By Jo Nova
Top 20 Energy mining nations are planning to increase production, not decrease it.
Despite 151 nations signing the Paris Agreement, the UNEP has all but admitted that most of the world is not even pretending to meet their emissions promises. As is obvious in the graph below, governments of the top 20 producers of the evil coal, oil and gas are planning to dig up even more of it by 2030 than they do now. These 20 nations produce 80% of the world’s fossil fuels and somewhere out there are lots of customers.
The report appears to be a scorecard to guilt-trip the 20 naughty nations into giving up warmth, food or billions of dollars in exports, but it reads like the Paris Agreement is pure charade.
Governments plan to produce double the fossil fuels in 2030 than the 1.5°C warming limit allows
Stockholm, 8 November 2023 – A major new report published today finds that governments plan to produce around 110% more fossil fuels in 2030 than would be consistent with limiting warming to 1.5°C, and 69% more than would be consistent with 2°C.
Who are we kidding?
The Production Gap really means “The Overshoot”.

Figure ES.1
The fossil fuel production gap — the difference between governments’ plans and projections and levels consistent with limiting warming to 1.5°C and 2°C, as expressed in units of greenhouse gas emissions from fossil fuel extraction and burning — remains large and expands over time. (See details in Chapter 2 and Figure 2.1.) https://www.unep.org/resources/production-gap-report-2023
Speaking of which China just opened the new 1,800 kilometer Haoji Railway in 2019* — specifically to carry coal
It has 770 bridges spanning a total of 381 kilometers and 468 kilometers of tunnels.
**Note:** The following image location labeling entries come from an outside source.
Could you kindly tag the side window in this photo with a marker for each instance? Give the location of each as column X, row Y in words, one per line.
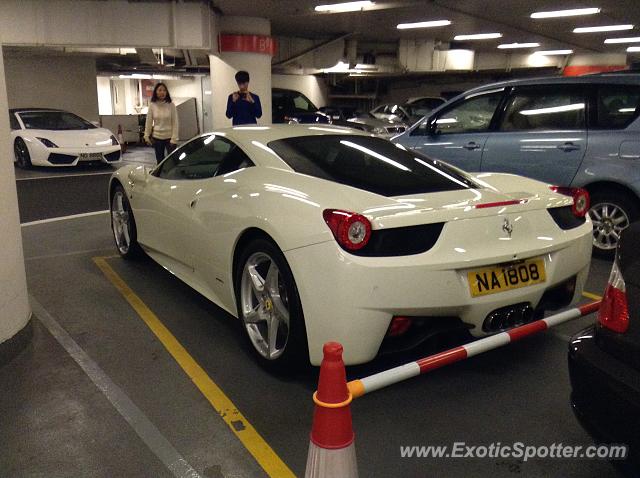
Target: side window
column 618, row 106
column 301, row 103
column 13, row 121
column 544, row 109
column 422, row 129
column 471, row 115
column 234, row 160
column 198, row 159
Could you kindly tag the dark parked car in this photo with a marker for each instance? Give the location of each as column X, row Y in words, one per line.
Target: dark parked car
column 604, row 359
column 290, row 106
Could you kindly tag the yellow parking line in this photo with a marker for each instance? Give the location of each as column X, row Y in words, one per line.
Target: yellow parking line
column 589, row 295
column 239, row 425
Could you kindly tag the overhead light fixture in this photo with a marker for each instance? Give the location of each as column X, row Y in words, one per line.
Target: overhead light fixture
column 477, row 36
column 605, row 28
column 507, row 46
column 344, row 7
column 340, row 67
column 429, row 24
column 137, row 76
column 553, row 52
column 566, row 13
column 623, row 40
column 365, row 66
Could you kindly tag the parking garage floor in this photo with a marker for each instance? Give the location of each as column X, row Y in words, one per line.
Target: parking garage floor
column 97, row 393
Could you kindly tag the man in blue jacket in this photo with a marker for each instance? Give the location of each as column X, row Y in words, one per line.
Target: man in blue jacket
column 243, row 107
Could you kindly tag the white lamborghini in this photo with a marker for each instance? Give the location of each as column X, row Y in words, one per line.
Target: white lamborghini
column 46, row 137
column 309, row 234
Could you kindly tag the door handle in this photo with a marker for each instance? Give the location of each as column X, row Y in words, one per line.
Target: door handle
column 568, row 147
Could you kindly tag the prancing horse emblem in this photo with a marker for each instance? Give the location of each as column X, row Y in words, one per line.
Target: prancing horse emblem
column 507, row 226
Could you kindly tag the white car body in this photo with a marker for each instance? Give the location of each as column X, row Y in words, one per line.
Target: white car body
column 345, row 297
column 73, row 146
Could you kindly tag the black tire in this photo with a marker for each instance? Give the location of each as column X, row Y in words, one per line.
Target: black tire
column 604, row 243
column 121, row 214
column 295, row 353
column 21, row 153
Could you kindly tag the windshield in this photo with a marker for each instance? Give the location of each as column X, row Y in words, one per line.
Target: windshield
column 372, row 164
column 53, row 120
column 293, row 101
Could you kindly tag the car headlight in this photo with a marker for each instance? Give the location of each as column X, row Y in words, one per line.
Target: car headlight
column 47, row 143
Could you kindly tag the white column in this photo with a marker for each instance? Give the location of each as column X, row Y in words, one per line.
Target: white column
column 225, row 65
column 14, row 304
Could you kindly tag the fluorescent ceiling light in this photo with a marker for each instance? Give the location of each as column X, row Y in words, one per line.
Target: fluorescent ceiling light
column 553, row 109
column 340, row 67
column 477, row 36
column 623, row 40
column 506, row 46
column 365, row 66
column 553, row 52
column 605, row 28
column 344, row 7
column 566, row 13
column 429, row 24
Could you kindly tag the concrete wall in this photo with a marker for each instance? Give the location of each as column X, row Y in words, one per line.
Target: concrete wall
column 187, row 88
column 67, row 83
column 14, row 303
column 313, row 87
column 112, row 23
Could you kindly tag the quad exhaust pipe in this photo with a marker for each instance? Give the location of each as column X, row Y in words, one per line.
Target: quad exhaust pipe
column 508, row 317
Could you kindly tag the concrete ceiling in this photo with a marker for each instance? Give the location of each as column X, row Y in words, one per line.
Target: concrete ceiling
column 509, row 17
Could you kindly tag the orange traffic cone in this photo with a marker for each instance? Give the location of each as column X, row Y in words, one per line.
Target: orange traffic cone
column 332, row 452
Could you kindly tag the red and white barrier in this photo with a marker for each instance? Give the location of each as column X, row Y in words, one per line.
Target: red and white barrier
column 403, row 372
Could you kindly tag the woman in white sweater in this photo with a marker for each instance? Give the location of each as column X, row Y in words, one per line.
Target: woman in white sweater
column 161, row 128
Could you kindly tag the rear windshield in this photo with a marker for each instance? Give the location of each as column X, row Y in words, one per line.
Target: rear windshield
column 372, row 164
column 54, row 120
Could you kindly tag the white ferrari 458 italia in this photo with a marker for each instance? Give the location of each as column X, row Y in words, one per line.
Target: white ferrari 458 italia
column 46, row 137
column 309, row 234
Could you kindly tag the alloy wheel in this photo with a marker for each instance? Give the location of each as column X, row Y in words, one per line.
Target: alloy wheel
column 120, row 222
column 264, row 305
column 609, row 220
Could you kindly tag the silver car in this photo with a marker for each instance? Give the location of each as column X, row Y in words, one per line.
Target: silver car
column 568, row 131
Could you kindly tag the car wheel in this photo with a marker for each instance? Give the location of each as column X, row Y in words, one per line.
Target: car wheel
column 21, row 152
column 611, row 213
column 123, row 225
column 269, row 307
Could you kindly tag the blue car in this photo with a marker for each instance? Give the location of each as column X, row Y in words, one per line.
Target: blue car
column 576, row 132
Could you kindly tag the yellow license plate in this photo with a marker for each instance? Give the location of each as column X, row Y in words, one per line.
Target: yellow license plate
column 492, row 280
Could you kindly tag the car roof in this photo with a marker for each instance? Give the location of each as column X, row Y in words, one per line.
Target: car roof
column 600, row 78
column 272, row 132
column 35, row 110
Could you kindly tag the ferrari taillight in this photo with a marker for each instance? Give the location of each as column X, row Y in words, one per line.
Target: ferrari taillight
column 581, row 200
column 614, row 310
column 351, row 230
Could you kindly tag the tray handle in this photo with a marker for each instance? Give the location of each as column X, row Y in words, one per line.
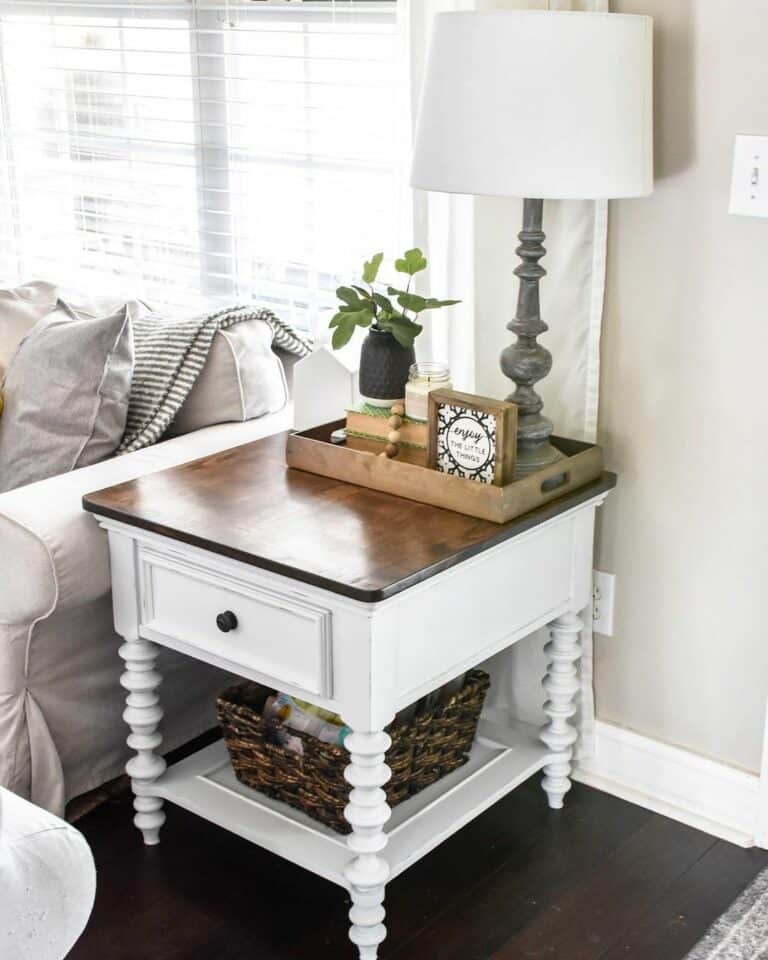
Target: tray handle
column 550, row 484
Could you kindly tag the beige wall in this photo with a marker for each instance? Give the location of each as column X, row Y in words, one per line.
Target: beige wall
column 684, row 403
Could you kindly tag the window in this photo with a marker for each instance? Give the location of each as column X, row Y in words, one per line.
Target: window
column 194, row 152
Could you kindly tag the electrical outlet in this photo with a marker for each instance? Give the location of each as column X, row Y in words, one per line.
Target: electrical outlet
column 749, row 186
column 602, row 602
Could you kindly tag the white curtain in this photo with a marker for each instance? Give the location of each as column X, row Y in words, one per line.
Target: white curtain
column 470, row 243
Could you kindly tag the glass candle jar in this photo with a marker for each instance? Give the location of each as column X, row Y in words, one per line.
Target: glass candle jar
column 422, row 378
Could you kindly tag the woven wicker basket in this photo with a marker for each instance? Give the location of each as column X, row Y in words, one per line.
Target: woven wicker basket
column 432, row 745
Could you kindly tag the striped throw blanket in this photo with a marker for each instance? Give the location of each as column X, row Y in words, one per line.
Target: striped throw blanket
column 169, row 356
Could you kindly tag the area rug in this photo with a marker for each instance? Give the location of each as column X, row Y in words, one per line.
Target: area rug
column 742, row 931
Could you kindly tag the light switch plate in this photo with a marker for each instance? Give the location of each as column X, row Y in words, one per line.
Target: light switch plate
column 749, row 185
column 602, row 602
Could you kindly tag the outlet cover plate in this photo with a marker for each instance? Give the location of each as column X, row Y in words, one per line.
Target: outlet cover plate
column 602, row 602
column 749, row 185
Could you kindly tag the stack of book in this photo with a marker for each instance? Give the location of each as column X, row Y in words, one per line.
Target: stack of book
column 367, row 430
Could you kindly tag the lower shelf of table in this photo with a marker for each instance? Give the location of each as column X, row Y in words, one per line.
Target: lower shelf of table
column 504, row 755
They started it in 2015.
No one is holding back on fossil fuels here: Wow, that is some bridge.
CHINA – China new coal transportation rail network.
100 new coal fired power stations to add to the 3095, all needed to provide the West with products, including solar panels.
So we can pretend we are carbon neutral 🤡
— Elander & the News (@ElanderNews) November 8, 2023
The 2023 Production Gap Report: “Phasing down or phasing up? Top fossil fuel producers plan even more extraction despite climate promises” is produced by Stockholm Environment Institute (SEI), Climate Analytics, E3G, International Institute for Sustainable Development (IISD) and the UN Environment Programme (UNEP).
*Corrected: The Haoji Railway was not opened this year but just before the Covid pandemic broke out, years after “The Paris Agreement” was signed. Thanks Ross.